I’m going to carry the subject on and share my own story.
Many times we hear in teen movies when someone has threatened suicide, some awful person say something to the effect of; “Go on then! Just die already!”
But what if that actually happens?
In my story a friend of mine experienced this that. This is his story.
Steven was 15 years old, good-looking, dyslexic and with a disruptive home life he had begun to experience the first signs of clinical depression as he came into puberty and he was turning to marijuana to numb his feelings.
Boys of that age tend not to be very responsive to therapy and this was the case with Steven when his mom took him to talk to someone after he failed most of his exams and began to wear a lot of black. It turned out Steven wanted to be a Goth (Emo) for a while and that led to him being picked on by others, which only exacerbated his feelings.
One may ask; Why choose something that is going to set you further apart from others? But that is exactly what people often do, it’s as if they have to act out how they feel inside, and they often do it unconsciously.

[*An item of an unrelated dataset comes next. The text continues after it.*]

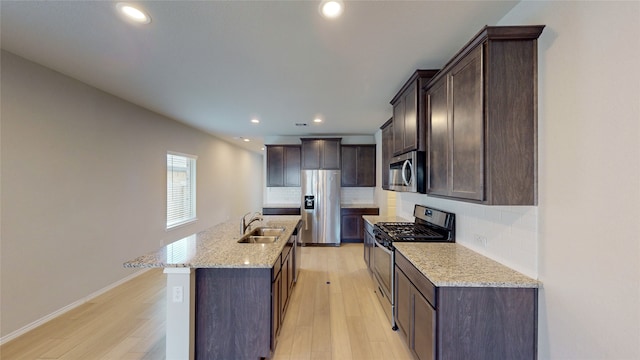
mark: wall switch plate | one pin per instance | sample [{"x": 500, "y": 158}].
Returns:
[{"x": 178, "y": 294}]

Steven met a girl three years older than him, she was mentally ill (Bipolar) and really beautiful and he had a huge crush on her. They did some drugs together including LSD that he had never tried before. During his ‘trip’ the beautiful girl had sex with him. He wasn’t sure how to feel about this first time, he felt both violated and excited and flattered and then guilty for feeling such opposing feelings. He didn’t really understand what he felt and when he had feelings of upset about it, he would berate himself because he worried it meant there was something wrong with him for not enjoying the experience.
He ended up getting VD (sexually transmitted disease) from her and he had to go to the clinic, his mom found out, his sister found out, even someone at school whom he had confided in, told everyone else and soon he was taunted even more at school. He was treated for it and over it, but the legacy of this carried on, with taunts of “VD Steven” being hurled at him.
Soon afterward Steven tried killing himself, he slit his wrists. He cut them side-ways not downward not realizing this was the less effective method, he bled a lot and ended up in ER where he was stitched up. The nurse was rude to him and made him feel like he was in the wrong for what he did and wasting resources. His mom was hysterical and angry, his father said nothing, his sister told him that he was weak. Two weeks later he returned to school and because it was Summer wore shorter sleeves, others saw his wrists and soon it became known what he tried to do.
Soon the taunts turned to; “Why didn’t you succeed you fucking idiot”
Steven tried an overdose the next time.
Around this time I met him and supported him back to a better place, along with some of his other friends who were not part of the campaign against him. It was his friends who told his parents not to guilt-trip him and explained what had really been going on.
If Steven had not had those friends to this day I believe he would have succeeded in his suicide attempts.
This for me is another example of the clear-cut connection between how people respond to mental illness and / bad situations and how this can push someone already vulnerable to take their own life (or attempt it). Parents should be aware of this and educate other siblings in how to approach the subject where they are not inadvertently making things worse. The best intentions in the world can come out wrong.
It really can save lives and sharing real-stories of real life people who have literally been saved can demonstrate to all of us the importance of how we treat each other. There should never be anything okay about telling anyone, suicidal or not, that their life does not have worth, or that they should go ahead and kill themselves.